Let $A_n, B_n$ be sequences of $k \times k$ matrices such that $A_n$ converges to a positive semi-definite matrix $A$ and $B_n$ converges to a positive definite matrix $B$ (w.r.t. Frobenius norm). Suppose that $\mathrm{Tr}(A_n'B_n) \to 0$ as $n\to \infty$. I want to show that $A_n$ converges to zero in this case.
I can see intuitively that this must be the case because the trace is an inner product. Hence $\langle A_n,B_n\rangle \to 0$ and $B_n \to B>0$ should imply $A_n \to 0$.

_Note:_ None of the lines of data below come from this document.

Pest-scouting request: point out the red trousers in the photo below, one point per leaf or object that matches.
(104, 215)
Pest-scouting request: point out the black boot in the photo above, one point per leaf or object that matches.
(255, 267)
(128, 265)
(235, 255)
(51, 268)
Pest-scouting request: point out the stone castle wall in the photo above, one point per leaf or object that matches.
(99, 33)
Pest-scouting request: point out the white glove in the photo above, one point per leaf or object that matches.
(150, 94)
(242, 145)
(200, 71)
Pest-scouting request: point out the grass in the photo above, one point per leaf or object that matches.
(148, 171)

I would like to find an elementary proof of this.
Thanks a lot for your help.
Best Answer
Note: if $A,B$ are symmetric, the trace of $AB$ is the sum of $\langle Ae,\,Be\rangle$ over any orthonormal basis. In particular, if $B$ is positive definite (with minimum eigenvalue $\lambda$) and $A$ is positive semidefinite, it is greater or equal to the sum of the $\lambda \langle Ae,\,e\rangle=\lambda Tr(A)$.
So let $a_n > 0$ be going to zero such that $A_n+a_n$ is positive semidefinite. We know that there are $r > 0$, $N \geq 0$ such that $B_n-rI$ is positive semidefinite if $n \geq N$. Thus, the limsup of $r Tr(A_n)$ is zero, thus, $Tr(A)=0$ so $A$ is zero.